MINNEAPOLIS (WCCO) — Several Minneapolis police officers signed a letter Thursday, condemning former officer Derek Chauvin for the death of George Floyd.
In the letter, prominent and well-respected officers separate themselves from the union. They give full support to Police Chief Medaria Arradondo for his work to regain the public trust.
That message is echoed by leaders within the Black community, who also want to see a change of leadership within the Minneapolis Police Officers Federation. One of those leaders is Jaylani Hussein, executive director of the Minnesota chapter of the Council on American-Islamic Relations.
“In this moments right now, they’re trying to do everything to stop a man who has been responsive to this community, a man who recognizes the pain in our community, and that’s Chief Arradondo,” Hussein said.
This civil rights coalition believes Arradondo’s leadership of the Minneapolis Police Department is needed now more than ever. Minneapolis NAACP President Leslie Redmond was on hand to voice her support.
“I highly recommend that we don’t throw away our best opportunity of transformation,” Redmond said.
Brian Herron, pastor of Zion Baptist Church, also stands behind the chief, and believes with Arradondo’s leadership they will have a seat at the table when discussions of what’s next are had.
“Don’t call us in after you already have a framework and a plan. We can help shape the framework, we can shape the conversation and we know what the changes are that need to happen,” Herron said.

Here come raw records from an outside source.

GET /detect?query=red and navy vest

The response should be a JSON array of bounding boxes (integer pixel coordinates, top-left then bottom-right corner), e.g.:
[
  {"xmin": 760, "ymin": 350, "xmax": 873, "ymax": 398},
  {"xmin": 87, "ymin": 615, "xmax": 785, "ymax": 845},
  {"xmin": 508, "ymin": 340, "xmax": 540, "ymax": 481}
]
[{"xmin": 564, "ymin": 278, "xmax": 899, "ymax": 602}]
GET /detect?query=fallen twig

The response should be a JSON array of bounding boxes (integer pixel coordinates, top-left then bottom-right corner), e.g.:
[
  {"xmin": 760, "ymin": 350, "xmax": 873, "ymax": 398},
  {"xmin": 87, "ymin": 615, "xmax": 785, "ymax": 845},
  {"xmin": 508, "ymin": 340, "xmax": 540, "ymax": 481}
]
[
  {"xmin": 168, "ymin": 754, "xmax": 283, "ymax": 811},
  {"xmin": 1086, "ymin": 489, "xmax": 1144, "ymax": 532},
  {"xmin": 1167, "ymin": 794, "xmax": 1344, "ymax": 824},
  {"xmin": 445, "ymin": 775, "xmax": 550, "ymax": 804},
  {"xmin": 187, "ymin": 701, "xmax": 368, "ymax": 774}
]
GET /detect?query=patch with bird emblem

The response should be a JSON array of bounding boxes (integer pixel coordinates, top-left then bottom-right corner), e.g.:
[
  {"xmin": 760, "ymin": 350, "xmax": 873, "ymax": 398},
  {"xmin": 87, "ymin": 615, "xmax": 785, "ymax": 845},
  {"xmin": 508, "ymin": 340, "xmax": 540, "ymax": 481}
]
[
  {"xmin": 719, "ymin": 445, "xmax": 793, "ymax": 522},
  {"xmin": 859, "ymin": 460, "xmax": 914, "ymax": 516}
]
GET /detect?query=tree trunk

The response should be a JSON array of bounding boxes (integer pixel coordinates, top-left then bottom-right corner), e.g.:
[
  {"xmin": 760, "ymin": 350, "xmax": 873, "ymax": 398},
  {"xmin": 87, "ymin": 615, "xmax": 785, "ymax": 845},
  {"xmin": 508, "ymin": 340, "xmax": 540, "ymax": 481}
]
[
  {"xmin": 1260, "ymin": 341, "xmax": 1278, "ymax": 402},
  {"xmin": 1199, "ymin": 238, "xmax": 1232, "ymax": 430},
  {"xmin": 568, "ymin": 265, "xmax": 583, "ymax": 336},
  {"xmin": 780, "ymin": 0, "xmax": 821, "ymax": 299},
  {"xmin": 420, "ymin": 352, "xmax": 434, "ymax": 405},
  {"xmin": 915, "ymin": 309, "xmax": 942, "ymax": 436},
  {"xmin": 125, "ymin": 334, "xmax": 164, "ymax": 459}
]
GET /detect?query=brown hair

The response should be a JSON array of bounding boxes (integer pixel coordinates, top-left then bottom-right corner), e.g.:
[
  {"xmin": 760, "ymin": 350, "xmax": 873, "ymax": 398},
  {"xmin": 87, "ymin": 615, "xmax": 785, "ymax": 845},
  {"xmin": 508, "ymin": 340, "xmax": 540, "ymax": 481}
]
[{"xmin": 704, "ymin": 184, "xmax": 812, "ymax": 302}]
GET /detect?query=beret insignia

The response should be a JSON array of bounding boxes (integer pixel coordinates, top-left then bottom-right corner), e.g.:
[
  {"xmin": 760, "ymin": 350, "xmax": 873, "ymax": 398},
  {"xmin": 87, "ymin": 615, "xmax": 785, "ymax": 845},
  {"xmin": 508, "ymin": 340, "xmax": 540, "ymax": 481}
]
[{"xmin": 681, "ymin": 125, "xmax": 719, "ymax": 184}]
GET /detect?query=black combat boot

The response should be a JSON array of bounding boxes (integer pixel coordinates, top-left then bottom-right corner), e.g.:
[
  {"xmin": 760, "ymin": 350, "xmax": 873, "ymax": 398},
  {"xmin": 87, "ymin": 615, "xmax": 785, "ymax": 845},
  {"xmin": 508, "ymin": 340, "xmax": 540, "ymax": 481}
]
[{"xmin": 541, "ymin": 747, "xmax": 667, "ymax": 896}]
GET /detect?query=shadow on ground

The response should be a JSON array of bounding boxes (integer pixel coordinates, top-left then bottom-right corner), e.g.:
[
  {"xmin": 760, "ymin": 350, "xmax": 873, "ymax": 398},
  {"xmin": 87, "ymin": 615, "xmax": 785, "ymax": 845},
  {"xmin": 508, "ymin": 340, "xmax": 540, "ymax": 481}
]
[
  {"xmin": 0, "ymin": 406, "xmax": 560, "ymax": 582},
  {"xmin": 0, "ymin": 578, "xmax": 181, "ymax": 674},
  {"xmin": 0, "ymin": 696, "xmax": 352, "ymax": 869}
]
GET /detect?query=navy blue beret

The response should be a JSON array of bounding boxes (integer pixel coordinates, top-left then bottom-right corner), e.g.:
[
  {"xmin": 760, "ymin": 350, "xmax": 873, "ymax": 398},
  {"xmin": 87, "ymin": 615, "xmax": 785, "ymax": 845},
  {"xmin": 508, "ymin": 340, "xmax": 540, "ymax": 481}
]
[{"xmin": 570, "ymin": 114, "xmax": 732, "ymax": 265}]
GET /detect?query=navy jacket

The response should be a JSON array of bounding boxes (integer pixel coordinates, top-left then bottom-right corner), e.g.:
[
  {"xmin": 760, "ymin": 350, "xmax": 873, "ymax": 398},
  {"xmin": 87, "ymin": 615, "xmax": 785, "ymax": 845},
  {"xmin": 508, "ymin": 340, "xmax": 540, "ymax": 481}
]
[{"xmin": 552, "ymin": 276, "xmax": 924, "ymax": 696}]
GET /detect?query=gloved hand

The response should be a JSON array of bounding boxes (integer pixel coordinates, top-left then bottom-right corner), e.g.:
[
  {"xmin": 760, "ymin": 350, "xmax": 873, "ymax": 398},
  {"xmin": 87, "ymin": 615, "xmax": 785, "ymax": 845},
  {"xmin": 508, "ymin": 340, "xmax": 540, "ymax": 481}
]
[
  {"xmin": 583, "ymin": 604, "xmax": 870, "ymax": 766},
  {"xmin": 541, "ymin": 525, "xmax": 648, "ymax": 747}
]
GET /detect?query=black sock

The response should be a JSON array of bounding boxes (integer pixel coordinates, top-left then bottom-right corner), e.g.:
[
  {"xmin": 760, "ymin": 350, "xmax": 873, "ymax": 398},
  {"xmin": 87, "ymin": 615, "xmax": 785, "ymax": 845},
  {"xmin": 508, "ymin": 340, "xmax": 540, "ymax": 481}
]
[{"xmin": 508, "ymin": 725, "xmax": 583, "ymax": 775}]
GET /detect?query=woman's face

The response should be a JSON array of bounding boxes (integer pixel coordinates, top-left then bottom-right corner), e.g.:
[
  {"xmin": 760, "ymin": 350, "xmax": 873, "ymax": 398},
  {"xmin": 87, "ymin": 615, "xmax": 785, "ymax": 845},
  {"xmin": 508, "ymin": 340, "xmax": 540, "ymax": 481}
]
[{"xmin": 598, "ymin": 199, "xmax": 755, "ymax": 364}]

This coalition of leaders supports Arradondo’s move to walk away from contract negotiations with the police union, which is currently led by Lt. Bob Kroll. Community activist Nekima Levy Armstrong says she believes the federation and its leadership is responsible for a culture within the department that has led to the beatings and deaths of Black, Brown and Indigenous peoples.
“We are talking about a police federation chief who has violated policies within the Minneapolis Police Department, who has been involved in at least three shootings that he has no remorse over, who has had seven lawsuits filed against him, and who has had dozens of excessive force complaints,” Armstrong said.

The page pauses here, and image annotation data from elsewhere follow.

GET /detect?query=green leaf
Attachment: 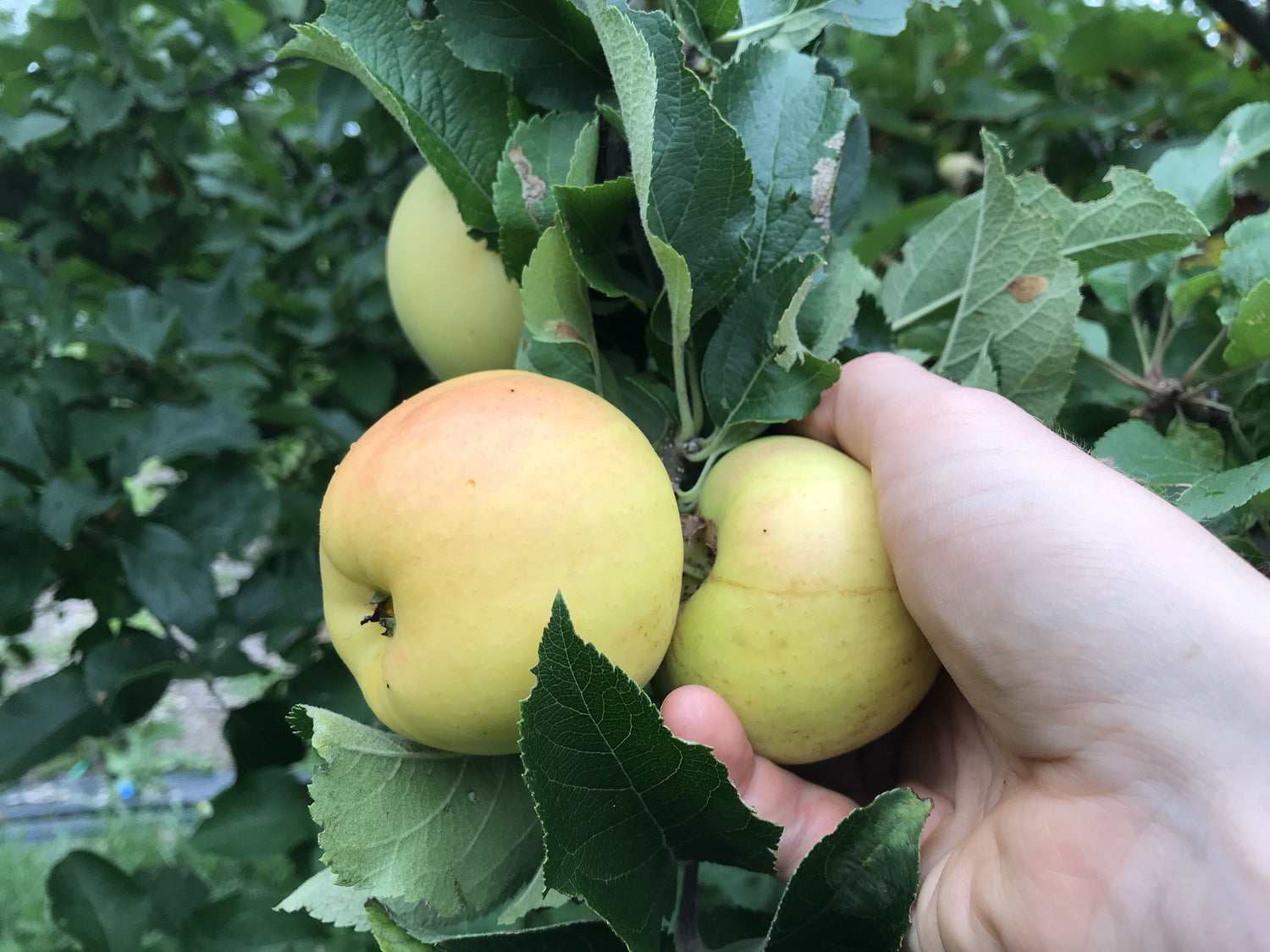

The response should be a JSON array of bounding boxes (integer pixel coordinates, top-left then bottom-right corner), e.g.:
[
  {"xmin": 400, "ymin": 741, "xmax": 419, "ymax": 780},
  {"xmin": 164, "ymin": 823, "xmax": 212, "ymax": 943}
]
[
  {"xmin": 1219, "ymin": 212, "xmax": 1270, "ymax": 297},
  {"xmin": 0, "ymin": 665, "xmax": 111, "ymax": 784},
  {"xmin": 1019, "ymin": 168, "xmax": 1208, "ymax": 272},
  {"xmin": 1175, "ymin": 457, "xmax": 1270, "ymax": 522},
  {"xmin": 132, "ymin": 866, "xmax": 211, "ymax": 934},
  {"xmin": 1091, "ymin": 421, "xmax": 1213, "ymax": 499},
  {"xmin": 154, "ymin": 454, "xmax": 281, "ymax": 563},
  {"xmin": 1092, "ymin": 421, "xmax": 1270, "ymax": 520},
  {"xmin": 1163, "ymin": 271, "xmax": 1222, "ymax": 316},
  {"xmin": 851, "ymin": 192, "xmax": 965, "ymax": 267},
  {"xmin": 116, "ymin": 522, "xmax": 218, "ymax": 637},
  {"xmin": 798, "ymin": 236, "xmax": 881, "ymax": 360},
  {"xmin": 494, "ymin": 112, "xmax": 599, "ymax": 279},
  {"xmin": 111, "ymin": 403, "xmax": 261, "ymax": 477},
  {"xmin": 713, "ymin": 45, "xmax": 859, "ymax": 282},
  {"xmin": 587, "ymin": 0, "xmax": 754, "ymax": 325},
  {"xmin": 437, "ymin": 0, "xmax": 610, "ymax": 111},
  {"xmin": 84, "ymin": 629, "xmax": 180, "ymax": 706},
  {"xmin": 279, "ymin": 0, "xmax": 511, "ymax": 233},
  {"xmin": 701, "ymin": 256, "xmax": 838, "ymax": 449},
  {"xmin": 190, "ymin": 767, "xmax": 318, "ymax": 860},
  {"xmin": 55, "ymin": 73, "xmax": 137, "ymax": 141},
  {"xmin": 1148, "ymin": 103, "xmax": 1270, "ymax": 228},
  {"xmin": 1222, "ymin": 278, "xmax": 1270, "ymax": 367},
  {"xmin": 366, "ymin": 903, "xmax": 433, "ymax": 952},
  {"xmin": 764, "ymin": 790, "xmax": 931, "ymax": 952},
  {"xmin": 47, "ymin": 850, "xmax": 154, "ymax": 952},
  {"xmin": 521, "ymin": 596, "xmax": 780, "ymax": 952},
  {"xmin": 685, "ymin": 0, "xmax": 741, "ymax": 40},
  {"xmin": 299, "ymin": 707, "xmax": 543, "ymax": 919},
  {"xmin": 274, "ymin": 866, "xmax": 371, "ymax": 932},
  {"xmin": 521, "ymin": 225, "xmax": 607, "ymax": 399},
  {"xmin": 40, "ymin": 476, "xmax": 119, "ymax": 548},
  {"xmin": 0, "ymin": 515, "xmax": 58, "ymax": 635},
  {"xmin": 366, "ymin": 901, "xmax": 625, "ymax": 952},
  {"xmin": 0, "ymin": 393, "xmax": 53, "ymax": 479},
  {"xmin": 178, "ymin": 890, "xmax": 332, "ymax": 952},
  {"xmin": 553, "ymin": 175, "xmax": 652, "ymax": 302},
  {"xmin": 220, "ymin": 0, "xmax": 269, "ymax": 46},
  {"xmin": 881, "ymin": 134, "xmax": 1081, "ymax": 421},
  {"xmin": 962, "ymin": 338, "xmax": 1001, "ymax": 393},
  {"xmin": 0, "ymin": 109, "xmax": 71, "ymax": 152}
]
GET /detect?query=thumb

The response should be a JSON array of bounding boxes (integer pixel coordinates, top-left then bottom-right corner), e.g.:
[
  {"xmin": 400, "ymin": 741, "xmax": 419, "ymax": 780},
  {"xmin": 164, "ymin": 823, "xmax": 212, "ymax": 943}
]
[{"xmin": 662, "ymin": 685, "xmax": 856, "ymax": 880}]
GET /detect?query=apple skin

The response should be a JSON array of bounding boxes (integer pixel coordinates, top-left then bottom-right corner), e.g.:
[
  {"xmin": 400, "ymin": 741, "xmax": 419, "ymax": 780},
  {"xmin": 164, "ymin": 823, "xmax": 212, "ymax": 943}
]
[
  {"xmin": 385, "ymin": 165, "xmax": 525, "ymax": 380},
  {"xmin": 658, "ymin": 437, "xmax": 940, "ymax": 764},
  {"xmin": 320, "ymin": 371, "xmax": 683, "ymax": 754}
]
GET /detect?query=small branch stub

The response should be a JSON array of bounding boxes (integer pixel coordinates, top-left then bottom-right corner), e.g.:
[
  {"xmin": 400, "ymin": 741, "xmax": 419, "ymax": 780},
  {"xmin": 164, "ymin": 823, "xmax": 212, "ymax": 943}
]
[{"xmin": 362, "ymin": 592, "xmax": 396, "ymax": 639}]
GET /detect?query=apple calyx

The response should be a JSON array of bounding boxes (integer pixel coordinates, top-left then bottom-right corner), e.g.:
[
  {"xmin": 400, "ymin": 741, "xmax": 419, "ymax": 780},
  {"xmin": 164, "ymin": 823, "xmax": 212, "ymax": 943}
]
[
  {"xmin": 680, "ymin": 513, "xmax": 719, "ymax": 603},
  {"xmin": 362, "ymin": 592, "xmax": 396, "ymax": 639}
]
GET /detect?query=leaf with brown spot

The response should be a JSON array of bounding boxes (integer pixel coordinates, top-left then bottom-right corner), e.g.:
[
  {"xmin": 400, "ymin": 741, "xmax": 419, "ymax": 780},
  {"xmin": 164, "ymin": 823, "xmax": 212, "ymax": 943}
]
[{"xmin": 1006, "ymin": 274, "xmax": 1049, "ymax": 305}]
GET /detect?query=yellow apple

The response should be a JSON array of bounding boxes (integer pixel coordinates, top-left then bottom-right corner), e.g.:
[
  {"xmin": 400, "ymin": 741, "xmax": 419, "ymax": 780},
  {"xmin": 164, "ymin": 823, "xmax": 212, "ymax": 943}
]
[
  {"xmin": 658, "ymin": 437, "xmax": 940, "ymax": 764},
  {"xmin": 386, "ymin": 165, "xmax": 525, "ymax": 380},
  {"xmin": 320, "ymin": 371, "xmax": 683, "ymax": 754}
]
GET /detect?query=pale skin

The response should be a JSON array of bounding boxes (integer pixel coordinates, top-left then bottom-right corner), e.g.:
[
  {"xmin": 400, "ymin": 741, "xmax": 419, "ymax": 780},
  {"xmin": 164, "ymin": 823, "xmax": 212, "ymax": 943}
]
[{"xmin": 663, "ymin": 355, "xmax": 1270, "ymax": 952}]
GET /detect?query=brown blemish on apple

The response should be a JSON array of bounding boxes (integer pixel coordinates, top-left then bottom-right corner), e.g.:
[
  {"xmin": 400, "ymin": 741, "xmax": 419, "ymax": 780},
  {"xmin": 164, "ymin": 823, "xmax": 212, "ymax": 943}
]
[
  {"xmin": 362, "ymin": 592, "xmax": 396, "ymax": 639},
  {"xmin": 1006, "ymin": 274, "xmax": 1049, "ymax": 305},
  {"xmin": 680, "ymin": 513, "xmax": 719, "ymax": 602}
]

This group believe the first step in transforming police must come from within the Minneapolis Police Department.
“If police officers want the community to believe that they are serious, more than taking a knee for photo ops, then they will push their Minneapolis Police Federation President out of that position so that he can no longer represent the rank-and-file officers,” Armstrong said.
This civil rights coalition is also calling out members of the Minneapolis City Council. They say the council had ample opportunities to address corruption, but rubber stamped it by settling millions of dollars in excessive force lawsuits.
WCCO-TV anchor/reporter Liz Collin is married to Bob Kroll. To avoid any potential conflict of interest, Collin has not reported on Minneapolis Police and Minneapolis Police union issues for at least two-and-a-half years.